By Kevin D. Williamson
Tuesday, April 05, 2022
I haven’t had the chance to delve as deeply into David’s
subtly titled Eurotrash book
yet, but, as the resident Europhile, I do have a few thoughts about Kyle’s
review of it.
One: It seems to me that the British National Health
Service tells us almost nothing about the various health-care systems of
Europe; the Europeans think so little of British health care that there is
almost nothing like the NHS in the European Union or elsewhere in Europe. The
Germans don’t have a state monopoly system like that, nor do the French, the
Swiss, etc. You can say that Great Britain is European, but you’ll have to
fistfight Charlie Cooke. As I see it, the NHS isn’t Eurotrash — it’s
Anglotrash.
You might not like the health-care system in Sweden, but
there are aspects of it that conservatives should be carefully considering: For
one thing, it is highly decentralized, something that should be of interest to
us as the government share of health-care spending in the United States tops 50
percent. You might not like the Swiss system, either, but there are aspects of
it that conservatives should be considering: While it is heavily regulated, it
is mostly private, with no “free” government-provided health care.

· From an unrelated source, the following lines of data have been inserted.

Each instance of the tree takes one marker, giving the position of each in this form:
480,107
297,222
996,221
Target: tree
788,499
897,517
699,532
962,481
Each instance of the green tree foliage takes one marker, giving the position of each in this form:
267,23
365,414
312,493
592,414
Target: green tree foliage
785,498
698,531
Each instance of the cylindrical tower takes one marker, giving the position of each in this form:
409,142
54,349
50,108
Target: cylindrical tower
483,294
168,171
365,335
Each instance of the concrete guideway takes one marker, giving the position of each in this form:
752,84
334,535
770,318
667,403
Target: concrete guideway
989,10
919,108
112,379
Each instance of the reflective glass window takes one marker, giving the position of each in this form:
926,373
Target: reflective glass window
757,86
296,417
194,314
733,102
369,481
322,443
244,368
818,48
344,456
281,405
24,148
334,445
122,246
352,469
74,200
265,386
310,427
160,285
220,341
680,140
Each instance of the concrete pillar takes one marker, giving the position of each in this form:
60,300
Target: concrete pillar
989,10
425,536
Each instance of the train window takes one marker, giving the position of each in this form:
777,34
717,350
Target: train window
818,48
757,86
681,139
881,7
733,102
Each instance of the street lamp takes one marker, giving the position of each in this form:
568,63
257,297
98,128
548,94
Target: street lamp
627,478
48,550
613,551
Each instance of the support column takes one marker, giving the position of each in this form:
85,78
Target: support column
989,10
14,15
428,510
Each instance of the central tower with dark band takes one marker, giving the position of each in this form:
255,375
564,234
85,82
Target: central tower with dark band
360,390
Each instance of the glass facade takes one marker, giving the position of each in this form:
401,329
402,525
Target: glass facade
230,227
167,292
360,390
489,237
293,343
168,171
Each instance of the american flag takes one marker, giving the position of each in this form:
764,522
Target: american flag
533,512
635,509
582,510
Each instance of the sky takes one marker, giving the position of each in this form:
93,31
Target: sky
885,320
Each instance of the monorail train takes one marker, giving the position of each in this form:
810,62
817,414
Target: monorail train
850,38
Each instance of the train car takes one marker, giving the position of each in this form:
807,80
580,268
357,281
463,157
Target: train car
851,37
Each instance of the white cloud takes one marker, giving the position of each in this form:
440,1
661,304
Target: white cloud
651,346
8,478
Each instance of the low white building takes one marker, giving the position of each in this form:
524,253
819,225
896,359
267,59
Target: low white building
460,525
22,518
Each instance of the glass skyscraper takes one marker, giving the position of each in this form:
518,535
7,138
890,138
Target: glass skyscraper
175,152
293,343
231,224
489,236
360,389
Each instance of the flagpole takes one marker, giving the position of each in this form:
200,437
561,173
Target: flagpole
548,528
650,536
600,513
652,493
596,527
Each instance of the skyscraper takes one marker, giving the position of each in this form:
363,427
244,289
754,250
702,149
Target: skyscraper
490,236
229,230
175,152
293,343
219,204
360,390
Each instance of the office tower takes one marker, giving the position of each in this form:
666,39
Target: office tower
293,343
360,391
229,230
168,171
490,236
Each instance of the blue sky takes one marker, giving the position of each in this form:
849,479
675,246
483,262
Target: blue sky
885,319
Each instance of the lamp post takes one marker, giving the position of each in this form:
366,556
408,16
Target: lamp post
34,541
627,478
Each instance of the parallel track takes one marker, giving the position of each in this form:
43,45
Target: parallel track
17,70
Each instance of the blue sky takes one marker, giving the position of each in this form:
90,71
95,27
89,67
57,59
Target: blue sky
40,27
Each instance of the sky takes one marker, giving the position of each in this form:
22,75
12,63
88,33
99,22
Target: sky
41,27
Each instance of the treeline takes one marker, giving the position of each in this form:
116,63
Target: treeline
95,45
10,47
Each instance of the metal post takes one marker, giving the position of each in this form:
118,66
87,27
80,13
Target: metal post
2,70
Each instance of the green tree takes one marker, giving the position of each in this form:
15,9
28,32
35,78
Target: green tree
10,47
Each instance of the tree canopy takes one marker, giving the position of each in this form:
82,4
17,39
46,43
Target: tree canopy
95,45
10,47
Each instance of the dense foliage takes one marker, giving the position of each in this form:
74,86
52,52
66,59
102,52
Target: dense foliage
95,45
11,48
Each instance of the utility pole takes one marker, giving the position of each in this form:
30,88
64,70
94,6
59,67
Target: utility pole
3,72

Two: Most Western European countries do have higher taxes
than the United States does. (Many middle and upper-class Americans would pay
lower taxes in Switzerland, but it’s an outlier.) However, the tax bills aren’t
really all that radically different: Total tax revenue as a share of GDP is
just over 27 percent in the United States, as compared to 28.5 percent in
Switzerland, 33 percent in Spain, 37 percent in Germany. Significantly higher
in Europe, but not exactly shocking. Where the United States and Europe are even
closer is in in the much more telling metric of government spending as
a share of GDP: 38 percent in the United States, 41 percent in Spain, 43
percent in the Netherlands, 44 percent in Germany. So the United States has
similar spending but lower taxes — that being so, it will not surprise you to
learn that the United States carries a lot more public debt
than most European countries — more than any European country save Italy,
Greece, and Portugal. This is where there is a truly radical difference: The
United States carries almost twice as much public debt (as a share of GDP) as
Germany, well over twice as much as Switzerland or Sweden, and more than three
times as much as Norway or Denmark.
Our low taxes relative to spending aren’t economic
liberty — they are part of a deeply irresponsible fiscal policy.

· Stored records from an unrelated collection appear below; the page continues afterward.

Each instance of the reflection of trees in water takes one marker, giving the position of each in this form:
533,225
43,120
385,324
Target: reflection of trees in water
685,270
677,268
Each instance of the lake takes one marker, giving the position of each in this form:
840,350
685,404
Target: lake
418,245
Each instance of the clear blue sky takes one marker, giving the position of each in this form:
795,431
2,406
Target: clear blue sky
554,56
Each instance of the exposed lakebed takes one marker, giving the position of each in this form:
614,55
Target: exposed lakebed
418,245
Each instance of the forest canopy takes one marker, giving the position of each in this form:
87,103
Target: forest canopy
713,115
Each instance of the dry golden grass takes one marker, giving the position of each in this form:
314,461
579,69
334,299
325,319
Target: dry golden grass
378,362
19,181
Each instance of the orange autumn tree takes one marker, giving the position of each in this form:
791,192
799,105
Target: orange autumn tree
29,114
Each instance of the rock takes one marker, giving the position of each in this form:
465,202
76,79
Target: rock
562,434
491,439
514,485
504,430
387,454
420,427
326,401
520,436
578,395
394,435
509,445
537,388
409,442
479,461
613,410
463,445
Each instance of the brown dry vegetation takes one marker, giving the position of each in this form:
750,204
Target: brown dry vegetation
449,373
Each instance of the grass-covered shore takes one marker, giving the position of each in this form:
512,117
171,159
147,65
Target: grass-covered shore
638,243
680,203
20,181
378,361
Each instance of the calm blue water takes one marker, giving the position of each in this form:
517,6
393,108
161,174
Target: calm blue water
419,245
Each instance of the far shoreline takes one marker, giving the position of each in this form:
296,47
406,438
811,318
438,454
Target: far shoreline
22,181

Three: I agree that the innovative technology economy is
something that Americans should be proud of, and it is a sign of our economic
dynamism. But the fact that the United States is home to more of the largest
Internet companies would be more compelling if it weren’t for which country is
No. 2. China has eight times as many Internet
companies in the top 40 (by market cap) as Western Europe does, but I don’t
think China is eight times better as a society — I don’t think it is better at
all.
Four: On the related matters of culture and life
expectancy, “Americans are fat and homicidal” would not immediately leap
to mind as my opening line in the case for American superiority.
Conservative anti-Europeanism is something that we should
be reevaluating. The United States is going to need broadly likeminded allies
in our contest with China, and the liberal democracies of Europe and the
Anglosphere are where we are going to find most of them. It would be an ironic
tragedy if we let American chauvinism undermine American interests.